With the camps quickly filled, Bowen announced that some new arrivals could live in Australia, but would also have to wait years for permanent visas. Meanwhile, they will get minimal government support but be barred from working-at least from working legally. "I'll tell you why all these disincentives can't work," says Glass. "If you're a Hazara, there's nothing the Australian government can do to make your situation on Nauru worse… than if you drive down the road, you'll get shot by the Taliban."
A leader of the Labor for Refugees faction in the ruling party, Robin Rothfield, told me current policy is "inhumane" and "contrary to the traditions of the party." It's also questionable politics: No matter how tough Labor tries to be, the Liberals will succeed in sounding tougher.

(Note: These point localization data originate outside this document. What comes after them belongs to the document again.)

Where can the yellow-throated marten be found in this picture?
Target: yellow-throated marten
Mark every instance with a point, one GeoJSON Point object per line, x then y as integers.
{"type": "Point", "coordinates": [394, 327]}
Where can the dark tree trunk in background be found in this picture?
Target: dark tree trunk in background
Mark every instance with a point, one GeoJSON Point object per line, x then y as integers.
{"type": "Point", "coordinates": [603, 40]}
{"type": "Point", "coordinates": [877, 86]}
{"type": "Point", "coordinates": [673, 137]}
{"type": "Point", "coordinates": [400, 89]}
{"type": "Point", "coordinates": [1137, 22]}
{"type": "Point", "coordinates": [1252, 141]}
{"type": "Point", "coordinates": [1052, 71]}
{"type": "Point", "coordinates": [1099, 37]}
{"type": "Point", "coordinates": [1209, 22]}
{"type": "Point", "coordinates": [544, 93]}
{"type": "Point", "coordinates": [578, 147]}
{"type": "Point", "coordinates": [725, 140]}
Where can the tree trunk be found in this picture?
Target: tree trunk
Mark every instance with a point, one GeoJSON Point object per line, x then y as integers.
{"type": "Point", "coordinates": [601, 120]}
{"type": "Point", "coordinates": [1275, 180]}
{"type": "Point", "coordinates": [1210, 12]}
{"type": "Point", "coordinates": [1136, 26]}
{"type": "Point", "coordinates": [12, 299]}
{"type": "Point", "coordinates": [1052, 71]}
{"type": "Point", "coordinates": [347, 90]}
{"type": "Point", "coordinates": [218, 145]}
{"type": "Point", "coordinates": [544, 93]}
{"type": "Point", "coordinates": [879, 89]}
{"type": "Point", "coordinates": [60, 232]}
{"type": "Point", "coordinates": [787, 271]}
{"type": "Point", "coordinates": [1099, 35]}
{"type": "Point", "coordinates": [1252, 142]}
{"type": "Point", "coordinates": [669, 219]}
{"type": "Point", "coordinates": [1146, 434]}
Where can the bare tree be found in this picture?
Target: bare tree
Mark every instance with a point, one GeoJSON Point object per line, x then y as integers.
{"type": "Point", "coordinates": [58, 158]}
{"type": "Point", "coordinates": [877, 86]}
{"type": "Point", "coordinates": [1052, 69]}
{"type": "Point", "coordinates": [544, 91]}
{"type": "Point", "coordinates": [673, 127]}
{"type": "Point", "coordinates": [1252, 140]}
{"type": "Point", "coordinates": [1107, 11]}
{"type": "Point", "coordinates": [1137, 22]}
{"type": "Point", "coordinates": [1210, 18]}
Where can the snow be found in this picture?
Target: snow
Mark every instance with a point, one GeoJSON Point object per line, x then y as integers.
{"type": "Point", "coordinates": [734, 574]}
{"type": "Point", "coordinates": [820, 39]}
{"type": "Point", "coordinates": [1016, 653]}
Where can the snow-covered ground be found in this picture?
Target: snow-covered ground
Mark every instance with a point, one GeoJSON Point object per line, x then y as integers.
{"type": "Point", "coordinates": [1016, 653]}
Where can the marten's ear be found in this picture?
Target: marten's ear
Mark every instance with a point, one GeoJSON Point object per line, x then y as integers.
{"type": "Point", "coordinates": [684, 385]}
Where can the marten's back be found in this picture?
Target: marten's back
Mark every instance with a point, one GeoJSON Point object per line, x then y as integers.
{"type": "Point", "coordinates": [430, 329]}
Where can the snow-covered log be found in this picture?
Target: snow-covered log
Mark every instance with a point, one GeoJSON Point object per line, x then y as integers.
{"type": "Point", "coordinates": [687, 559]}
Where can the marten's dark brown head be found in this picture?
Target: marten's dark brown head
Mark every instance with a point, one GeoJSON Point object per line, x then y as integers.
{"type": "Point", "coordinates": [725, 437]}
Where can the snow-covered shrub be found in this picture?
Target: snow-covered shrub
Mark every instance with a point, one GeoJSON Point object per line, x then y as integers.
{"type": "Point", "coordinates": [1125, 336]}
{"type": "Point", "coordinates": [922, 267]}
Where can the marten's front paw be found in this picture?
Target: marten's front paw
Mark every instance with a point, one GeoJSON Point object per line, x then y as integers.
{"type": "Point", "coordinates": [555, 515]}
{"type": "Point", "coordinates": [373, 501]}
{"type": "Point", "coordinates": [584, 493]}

Bowen's press secretary, I should note, agreed to answer my written questions for this article, but never responded to them.
For all the intensity of this debate, Australia has been touched only by the very edge of the world's tide of uprooted people. But a global response-including developed countries voluntarily accepting far more refugees-hardly seems near. Meanwhile, the country faces the question of how to see the boats: as carrying danger or hope. Each time he returns from interviewing asylum applicants at a detention camp, says lawyer Steven Glass, "I am absolutely inspired by them as dignified, warm people in terrible circumstances." Refugees, he says, "make the best citizens, because they are determined, and hard-working, and innovative."
Perhaps the politicians appealing to fear need a a new look at ordinary Australians as well. At the Asylum Seekers Centre, Hikmat says he has "never" experienced discrimination. People, he says, "are so loving."